Federal help is called for. But first, let's look at some things Washington shouldn't do to help the industry. The government should not suspend environmental regulations. It should not impose stiffer import barriers. Both measures have been requested by the steel industry. Relaxing environmental rules would be a stop-gap solution at best. Over the long run, Americans will understandably insist that the air they breathe and the water they drink be given priority. Hiking tariffs on foreign imports would only invite retaliation by other countries. European Common Market officials already have warned that the recent suit filed by US steelmakers aimed at requiring dumping duties on imported steel will prompt them to impose retaliatory tariff hikes on US exports. The trouble is that steel is not the only segment of the US economy with stiff competition abroad; protective measures that benefit steel alone could produce harmful consequences for US exporters of soybeans, synthetic fibers, and a host of other products.

If the trigger pricing mechanism created in 1977 to boost the price of steel imports had been sufficiently enforced, the White House might have avoided the current embarrassment posed by the US steelmakers' antidumping suit against America's European trading partners. As it is, the Carter administration will have to share the blame if a finding against Europe's steelmakers unhinges the informal network of quotas and controls which the major steel-producing countries have developed to bolster their struggling steel industries.

The US industry's primary need now is for better tax incentives to help companies raise the money to build the kind of efficient plants they must have to compete with foreign government-subsidized steel operations. Worldwide demand for steel is expected to go up in the mid-1980s. Without further modernization, US companies will be in no position to take advantage of it.

Current tax laws, low profits, and inflation are making it difficult for US steel companies to increase their annual capital expenditures from the present $ 2.9 billion level to the estimated $6.9 billion (in 1978 dollars) required to make them competitive. Tax depreciation allowances, by which companies write off capital investments against profits over a period of years, put the steel industry at a disadvantage. Steel's 15-year depreciation schedule is one of the longest for any industry. The tax law bases capital recovery on historical costs, not on replacement costs, which means only part of the cost of replacing worn-out facilities can be recovered.

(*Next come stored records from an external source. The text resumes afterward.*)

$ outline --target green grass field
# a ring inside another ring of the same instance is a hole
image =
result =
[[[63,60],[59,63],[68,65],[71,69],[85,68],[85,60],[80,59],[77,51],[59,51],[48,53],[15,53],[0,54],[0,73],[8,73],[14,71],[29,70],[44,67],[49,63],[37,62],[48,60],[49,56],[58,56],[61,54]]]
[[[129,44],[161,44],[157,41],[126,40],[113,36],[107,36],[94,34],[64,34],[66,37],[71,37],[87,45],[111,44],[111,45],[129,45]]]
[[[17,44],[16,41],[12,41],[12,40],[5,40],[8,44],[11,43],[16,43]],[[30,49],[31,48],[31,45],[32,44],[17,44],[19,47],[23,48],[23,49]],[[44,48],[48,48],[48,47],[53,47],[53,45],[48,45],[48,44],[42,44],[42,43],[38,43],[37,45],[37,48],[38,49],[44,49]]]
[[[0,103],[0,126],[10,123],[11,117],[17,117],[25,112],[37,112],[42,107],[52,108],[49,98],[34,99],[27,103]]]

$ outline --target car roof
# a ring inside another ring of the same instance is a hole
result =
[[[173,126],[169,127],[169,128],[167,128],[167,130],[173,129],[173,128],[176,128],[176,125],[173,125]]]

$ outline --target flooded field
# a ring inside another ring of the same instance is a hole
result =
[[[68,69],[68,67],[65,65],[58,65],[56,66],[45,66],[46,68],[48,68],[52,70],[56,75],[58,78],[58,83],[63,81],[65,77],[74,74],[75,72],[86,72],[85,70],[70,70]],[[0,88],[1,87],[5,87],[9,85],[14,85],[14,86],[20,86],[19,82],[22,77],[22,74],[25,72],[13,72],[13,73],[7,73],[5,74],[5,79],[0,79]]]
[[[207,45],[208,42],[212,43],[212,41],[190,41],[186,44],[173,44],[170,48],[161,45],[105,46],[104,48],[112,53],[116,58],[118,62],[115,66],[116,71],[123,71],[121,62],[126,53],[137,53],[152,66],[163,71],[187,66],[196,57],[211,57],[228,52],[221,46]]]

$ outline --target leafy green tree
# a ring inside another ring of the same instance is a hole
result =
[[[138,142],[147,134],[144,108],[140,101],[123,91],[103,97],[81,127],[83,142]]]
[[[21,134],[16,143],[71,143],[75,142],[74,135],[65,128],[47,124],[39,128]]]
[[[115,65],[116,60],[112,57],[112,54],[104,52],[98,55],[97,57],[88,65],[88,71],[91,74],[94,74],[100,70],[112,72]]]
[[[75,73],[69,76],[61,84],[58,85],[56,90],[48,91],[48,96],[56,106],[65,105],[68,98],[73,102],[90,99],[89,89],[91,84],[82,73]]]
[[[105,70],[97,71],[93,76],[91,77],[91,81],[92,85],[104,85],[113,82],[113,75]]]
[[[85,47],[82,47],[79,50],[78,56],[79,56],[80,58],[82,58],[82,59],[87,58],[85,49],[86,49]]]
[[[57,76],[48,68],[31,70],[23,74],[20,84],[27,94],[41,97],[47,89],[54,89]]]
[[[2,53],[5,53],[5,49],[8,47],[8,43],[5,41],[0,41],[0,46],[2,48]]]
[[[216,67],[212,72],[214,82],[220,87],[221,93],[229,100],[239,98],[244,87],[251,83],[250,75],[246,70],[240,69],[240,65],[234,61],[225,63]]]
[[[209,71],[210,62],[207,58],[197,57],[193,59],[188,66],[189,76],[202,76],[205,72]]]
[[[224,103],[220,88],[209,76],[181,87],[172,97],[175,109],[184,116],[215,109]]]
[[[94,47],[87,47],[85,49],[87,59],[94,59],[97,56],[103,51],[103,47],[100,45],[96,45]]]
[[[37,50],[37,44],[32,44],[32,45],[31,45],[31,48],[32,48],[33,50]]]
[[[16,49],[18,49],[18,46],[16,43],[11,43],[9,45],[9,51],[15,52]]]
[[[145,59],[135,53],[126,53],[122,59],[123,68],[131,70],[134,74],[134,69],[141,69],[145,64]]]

With inflation almost doubling plant and equipment costs in the past ten years, $100 in 1978 dollars would replace only half of a piece of equipment bought for $100 in 1968.

Proposals currently before Congress to speed up depreciation ought to be given careful consideration. One bill with wide backing on Capitol Hill would shorten the depreciation schedule to ten years on buildings, five years on machinery and equipment, and three years on vehicles. But Congress should tie any such tax breaks to further industry steps to improve efficiency and productivity.

Steel's labor costs, for instance, need to be looked at. They are considerably higher than those of most other US industries. Steelworkers earn $ 10.96 an hour, 59 percent above the average hourly wages of all manufacturing industries. Steelworkers also get generous fringe benefits, including a 13-week vacation every five years in addition to regular annual vacations. The severity of some jobs in steel mills may justify somewhat above-average wages and benefits -- but not to this degree. The industry has purchased more than 20 years of labor peace with such settlements. There has been no nationwide steel strike since 1959. But the question that must be asked is whether an industry struggling to survive in today's inflationary economy can still afford that price.

The steel industry is too important to the nation's military and economic security for Congress to allow it to go under. The US cannot afford to become totally dependent on foreign sources to supply a commodity as basic as steel. In the final analysis, Uncle Sam has no other real choice but to pitch in and help put some fire under the steel industry.